The atmosphere changes at the back of the bus after night-fall. It takes on a darker, more threatening feel. We tried to sleep and keep a low profile. There was a brooding feeling around us – a subdued, unarticulated violence. A girl – I suppose you’d call her “white trash” – was bent on giving it a voice. She could be heard reeling off prison stories, like war stories of old soldiers, as credentials with which to ingratiate herself. They teased her and ribbed her, but she kept coming back, using her sex to up the ante. I wondered how many knives and guns were stashed around us. Maybe I was paranoid. I wouldn’t be surprised – I wasn’t at my most mentally robust having just gone through two months of watching my dad die. I was verging on exhaustion by this point and my emotions were all over the place. All the same, even if nothing kicked off, I didn’t want to get dragged into any conversation that might raise the profile of two naïve English trippers a long way from home.
There were times when the good ole boy seemed to be pushing his luck and others when he single-handedly lightened the mood. He didn’t seem to care either way. He was one of many taking an epic bus journey that wasn’t for fun. He was heading up to the north-west and the promise of a job.
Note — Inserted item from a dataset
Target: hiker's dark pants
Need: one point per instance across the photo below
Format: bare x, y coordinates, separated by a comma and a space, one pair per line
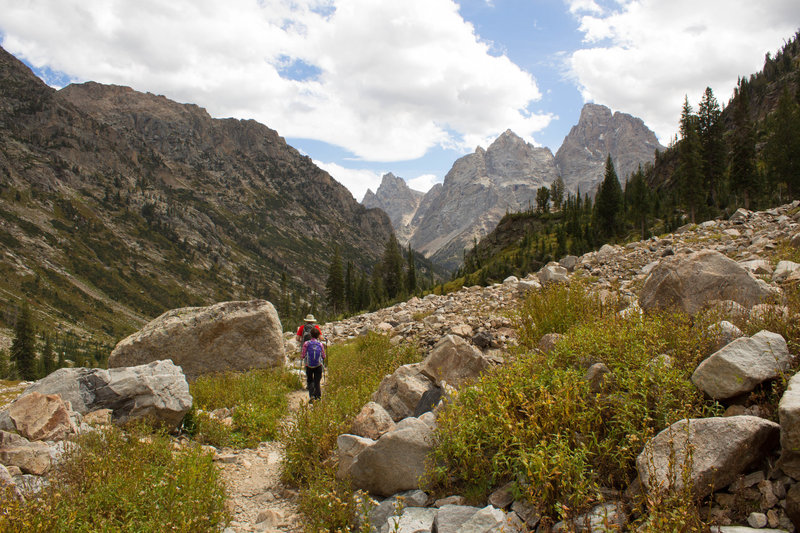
313, 377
At half-past midnight we rolled into a deserted Roanoke bus terminal. Roanoke sells itself as the gateway to the Blue Ridge Mountains – major hang-out of RV drivers and their families. Right now, it wasn’t selling itself at all. About six of us came off at Roanoke into pouring rain. There were no cabs outside and we had no idea how to get to the motel, but we knew it was a good distance from the bus station. As people dispersed, we were left standing with one other person. He was a local. Natasha asked him if there were any cab companies – I was beyond even talking to myself. Generously, he called us a cab on his mobile and the two of them chatted for a while. I felt embarrassed by my mood, but I wasn’t going to start making conversation. After a while his cab came and I managed a strained thank you as we said goodbye. We waited another quarter of an hour in the rain. We were cold and tired.
Eventually, an MPV swung alongside us. A big man with long silver hair opened up the trunk and swung our cases as we climbed into the back seat. We gave him the name of the motel. Turned out there are two. After some shuffling through papers, he got the right one, shoved the cab into Drive and we were moving. “Where you from?” he asked. “England.” we replied. “England? What the fuck you doing here?” We told him about our trip and how we were en route to Nashville and read that Roanoke might be a good little overnight stop. I didn’t mention about the banjos. “Let me tell ya, this place is a shit-hole. All anyone wants to do is get the hell out. Now, when I drop you – right over here – you go straight in the motel and don’t come out until tomorrow, then get yourselves right back on that bus. Truckers hang out in the motel car park, right there. All kinds-a shit happens.” He pulled up outside the entrance, where we paid him, grabbed our cases and watched him drive away.
The motel was a low-rise, looking well past its best and reminding me of a Raymond Carver short story. A scattering of people hung around the reception-bar area. They looked like commercial travellers and a family group. We showed our booking receipt and passports and were given a key and breakfast menu. We walked along the edge of the car park to an outside chalet-style room of the type synonymous with low-budget murder films. We unlocked the door and let ourselves in. It was no better inside. A huge air-con / heater unit stuck out of the wall below the window. We didn’t look too hard at the bedding, opening our cases just enough to reach night-clothes, then wandered into the bathroom like rain-sodden zombies. I don’t recall that we said much to each other before falling into deep and grateful sleep. Tomorrow would be another day, another bus.